Chang, the former Korean ambassador to Russia, was moved to his current post late last month amid an abrupt reshuffle carried out by Yoon’s office to soften discord within the administration over a Korea-US summit from April 24-29. The Foreign Ministry in Seoul said nothing has been decided on any reshuffles, without elaborating.
During a six-day state visit to the US, Yoon reaffirmed support for potential arms aid to Kyiv should a humanitarian crisis prompt it, a scenario Moscow says would make Seoul an immediate party to the conflict. Any decision to do so constitutes a “hostile anti-Russian act,” according to the Russian Foreign Ministry.
Yoon’s office still maintains that a humanitarian crisis involving “large-scale attacks on civilians, massacres the international community cannot condone or breaches of international humanitarian law” will potentially lead to arms aid.

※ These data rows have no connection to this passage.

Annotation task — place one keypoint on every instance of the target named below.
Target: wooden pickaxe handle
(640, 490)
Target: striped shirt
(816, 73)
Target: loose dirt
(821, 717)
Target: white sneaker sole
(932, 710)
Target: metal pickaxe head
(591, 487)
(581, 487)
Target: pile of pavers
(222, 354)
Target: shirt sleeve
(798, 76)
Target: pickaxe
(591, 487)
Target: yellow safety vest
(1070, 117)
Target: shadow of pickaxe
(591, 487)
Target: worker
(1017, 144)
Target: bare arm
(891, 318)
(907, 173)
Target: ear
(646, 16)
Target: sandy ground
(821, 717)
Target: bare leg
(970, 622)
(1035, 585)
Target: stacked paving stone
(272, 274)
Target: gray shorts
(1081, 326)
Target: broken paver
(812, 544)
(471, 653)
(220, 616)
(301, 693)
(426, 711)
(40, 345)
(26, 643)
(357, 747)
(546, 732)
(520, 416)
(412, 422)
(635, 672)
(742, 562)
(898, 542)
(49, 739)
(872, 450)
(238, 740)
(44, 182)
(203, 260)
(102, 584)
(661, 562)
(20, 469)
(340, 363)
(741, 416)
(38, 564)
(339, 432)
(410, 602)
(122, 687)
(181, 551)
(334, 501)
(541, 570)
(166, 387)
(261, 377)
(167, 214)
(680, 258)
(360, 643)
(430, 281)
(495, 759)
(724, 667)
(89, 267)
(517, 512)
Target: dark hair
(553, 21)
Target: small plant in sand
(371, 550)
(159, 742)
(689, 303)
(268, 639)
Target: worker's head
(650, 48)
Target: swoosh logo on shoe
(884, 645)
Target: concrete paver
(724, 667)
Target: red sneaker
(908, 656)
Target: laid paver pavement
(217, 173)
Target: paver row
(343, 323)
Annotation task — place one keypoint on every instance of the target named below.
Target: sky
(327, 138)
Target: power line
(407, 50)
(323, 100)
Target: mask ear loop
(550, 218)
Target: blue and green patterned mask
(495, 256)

But that depends on “Russia’s actions going forward,” Yoon officials say.
A conservative leader leaning on the US, Yoon has been more vocal than his predecessors about contentious issues that require picking sides in an intensifying rivalry between the US and powers like Russia and China.
Wi Sung-lac, South Korea’s former chief nuclear envoy on North Korea who also later served as ambassador to Russia, said Seoul is right to side with Washington but it needs to reel in Moscow and Beijing “not quite as much, but to some level, at least.”
“Yoon officials seem to be thinking we just need an after-the-fact engagement with those two. For now, it looks okay but in the long-term it actually isn’t,” Wi said of the roles Russia and Beijing have played in affecting Seoul. The two countries have a permanent seat on the United Nations Security Council, a 15-member UN body that is still at odds over reining in North Korea’s aggression.